Por muy graves que hayan sido los innumerables errores que el PP cometió respecto al reto planteado al Estado por el secesionismo catalán, ninguno ha tenido una trascendencia mayor que su incapacidad palmaria para rebatir con argumentos jurídicos y políticos, no necesariamente judiciales, las reiteradas falsedades que el separatismo catalán ha propagado y difundido durante todos estos años apenas sin ninguna réplica institucional, más allá de las pocas o muchas personas que, desde la misma Cataluña, y en concreto desde las filas del constitucionalismo y de la catalanidad democrática, no hemos cejado ni un solo instante de defender la existencia en España de este Estado de Derecho democrático y social que tanto nos costó conquistar y que no estamos dispuestos a que nadie lo convierta, una vez más, en un nuevo paréntesis en nuestra historia colectiva.

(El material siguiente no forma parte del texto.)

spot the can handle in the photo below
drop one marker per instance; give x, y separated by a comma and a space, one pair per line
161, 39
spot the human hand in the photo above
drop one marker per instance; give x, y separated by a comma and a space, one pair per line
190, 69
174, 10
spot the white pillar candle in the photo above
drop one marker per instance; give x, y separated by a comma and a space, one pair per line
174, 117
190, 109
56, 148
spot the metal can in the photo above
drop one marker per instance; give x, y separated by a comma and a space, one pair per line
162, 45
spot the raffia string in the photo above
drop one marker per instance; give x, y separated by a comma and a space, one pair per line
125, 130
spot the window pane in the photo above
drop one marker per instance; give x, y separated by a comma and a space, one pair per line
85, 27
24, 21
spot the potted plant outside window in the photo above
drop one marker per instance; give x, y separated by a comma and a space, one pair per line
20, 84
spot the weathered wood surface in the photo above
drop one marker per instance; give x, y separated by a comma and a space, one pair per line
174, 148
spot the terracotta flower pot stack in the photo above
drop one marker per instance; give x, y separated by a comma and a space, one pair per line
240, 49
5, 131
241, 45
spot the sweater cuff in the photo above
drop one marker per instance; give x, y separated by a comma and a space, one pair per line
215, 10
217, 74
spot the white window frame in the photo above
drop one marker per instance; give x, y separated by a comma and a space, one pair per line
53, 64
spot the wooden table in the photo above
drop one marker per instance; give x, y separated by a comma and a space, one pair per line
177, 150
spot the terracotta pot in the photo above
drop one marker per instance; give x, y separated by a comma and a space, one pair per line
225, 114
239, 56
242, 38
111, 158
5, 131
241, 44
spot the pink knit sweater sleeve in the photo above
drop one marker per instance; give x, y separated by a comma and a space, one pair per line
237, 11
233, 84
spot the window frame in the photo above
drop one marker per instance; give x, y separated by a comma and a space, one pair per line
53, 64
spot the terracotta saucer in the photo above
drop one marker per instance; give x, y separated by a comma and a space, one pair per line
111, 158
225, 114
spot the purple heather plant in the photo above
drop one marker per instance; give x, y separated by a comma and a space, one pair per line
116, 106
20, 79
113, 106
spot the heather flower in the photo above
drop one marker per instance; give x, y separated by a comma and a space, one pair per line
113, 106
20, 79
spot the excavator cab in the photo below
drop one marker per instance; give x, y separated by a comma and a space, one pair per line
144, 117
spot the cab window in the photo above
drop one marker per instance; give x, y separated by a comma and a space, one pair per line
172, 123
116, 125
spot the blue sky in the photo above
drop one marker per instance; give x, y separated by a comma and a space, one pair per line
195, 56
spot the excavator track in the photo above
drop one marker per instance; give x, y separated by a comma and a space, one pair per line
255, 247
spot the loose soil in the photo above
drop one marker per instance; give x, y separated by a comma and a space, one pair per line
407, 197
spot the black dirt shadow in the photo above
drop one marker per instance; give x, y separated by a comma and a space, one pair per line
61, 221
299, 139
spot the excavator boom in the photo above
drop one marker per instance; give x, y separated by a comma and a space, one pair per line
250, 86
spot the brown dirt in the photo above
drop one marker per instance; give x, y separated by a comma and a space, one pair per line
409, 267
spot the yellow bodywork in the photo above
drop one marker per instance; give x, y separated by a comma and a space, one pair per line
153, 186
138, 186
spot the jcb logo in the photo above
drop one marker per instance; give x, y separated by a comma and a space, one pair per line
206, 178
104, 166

Ya sería hora de recuperar e implantar de una vez por todas aquella asignatura denominada Educación para la Ciudadanía. Aquella materia escolar, que el PP y gran parte de sus altavoces mediáticos ultramontanos atacaron con gran saña, hubiese sido un buen antídoto a tanta ignorancia política, a tanto y tan grave déficit de conocimientos de cuáles son los fundamentos de un Estado de Derecho democrático y social. Cuando este tan alto déficit de conocimientos y esta tan escandalosa ignorancia democrática se extiende incluso entre un número muy importante de dirigentes políticos y sociales, entre tantos articulistas, opinadores, contertulios y periodistas, la Educación para la Ciudadanía se impone como una urgencia nacional.